Al Hartley was a relatively new addition to Archie Comics’ stable of freelancers, having only begun working for the company in 1967 — but he was a comics industry veteran, his earliest work having first been published by Better Publications (aka Standard or Nedor) in 1946. In 1949, he’d begun a long professional association with Stan Lee at what was then called Timely Comics, working in a variety of genres before settling into an extended run on Patsy Walker and its spinoff titles. Hartley had even briefly tried his hand at superheroes when Lee steered Marvel Comics back in that direction in the early ’60s, drawing a single Thor story (Journey into Mystery #90 [March, 1963]) and writing one Giant-Man adventure (Tales to Astonish #69 [July, 1965]) before he and/or Lee decided the genre wasn’t really his forte.***
Hartley had also been one of the freelancers who produced the risqué but not-quite-pornographic “Pussycat” strips that ran from 1965 in various “men’s magazines” published by Martin Goodman, who also owned Marvel at that time. It’s this particular credit which seems to have ultimately led to the termination of Hartley’s long association with Marvel, as the cartoonist converted to evangelical Christianity in 1967 and afterwards felt he could no longer in good conscience work on such material.

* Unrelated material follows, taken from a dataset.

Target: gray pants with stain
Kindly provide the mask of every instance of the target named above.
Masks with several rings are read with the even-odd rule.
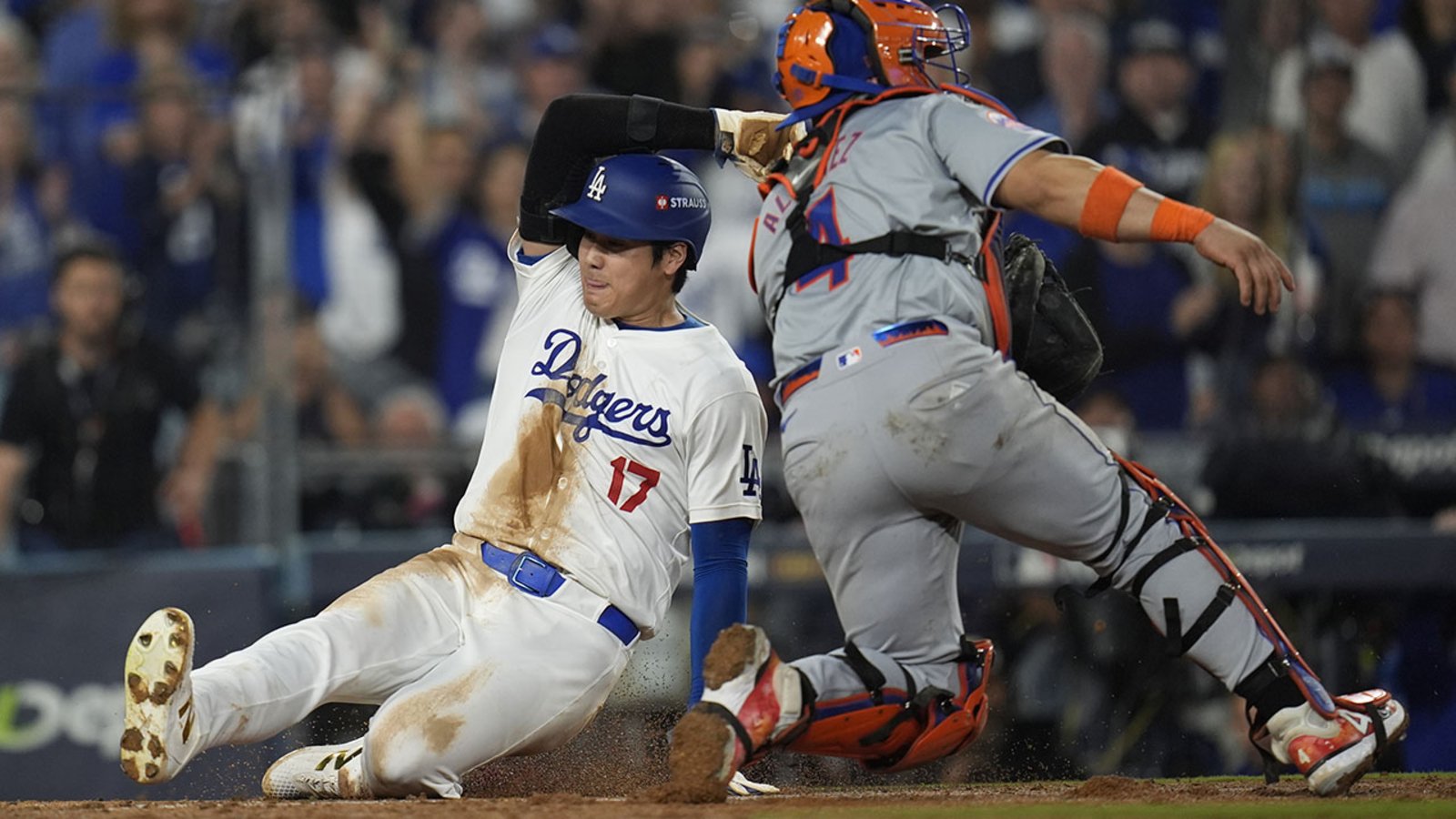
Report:
[[[964,523],[1086,563],[1099,576],[1115,571],[1118,589],[1182,536],[1163,519],[1118,565],[1123,545],[1108,546],[1121,495],[1130,493],[1125,544],[1152,503],[1147,494],[1124,484],[1092,430],[981,342],[974,326],[942,321],[949,335],[885,348],[865,338],[862,357],[844,369],[836,363],[840,350],[826,354],[818,379],[783,407],[789,491],[846,638],[891,688],[909,673],[917,688],[957,691]],[[1150,576],[1139,602],[1163,631],[1165,599],[1176,599],[1181,622],[1191,624],[1222,583],[1201,554],[1187,552]],[[1249,611],[1233,603],[1188,654],[1232,689],[1271,651]],[[840,656],[794,663],[820,701],[865,691]]]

Hartley actually appears to have been without any solid prospects as a freelancer for a brief period in ’67, a situation that ended when he received a call out of the blue from Archie Comics, offering him work. Many years later, Hartley would describe this development as a literal act of God; and whether or not one accepts his take onthe event, it’s undeniable that it would turn out to have important ramifications not just for Hartley, but for the entire Archie brand.
There’s little to no indication of the Christian themes that Hartley’s Archie work would one day be known for to be found in his first story appearing in AGSM #169, however — though, as we’ll soon see, it does tie into the issue’s overall theme of “brotherly love”, which is, of course, entirely compatible with Christianity (at least, it’s supposed to be):
As everyone who’s ever read an Archie comic or seen an Archie cartoon must already know, Mr. Andrews’ best buddy, Forsythe Pendleton “Jughead” Jones III, is as disinterested in girls as Archie is, well, interested. Meanwhile, their classmate “Big” Ethel Muggs has long carried a blazing torch for (who else?) Jughead. So it’s hardly a surprise when Jug ducks out of sight on seeing her approach, any more than it is when we learn that Big Ethel herself just wants to give the object of her unrequited affection a nice Christmas present.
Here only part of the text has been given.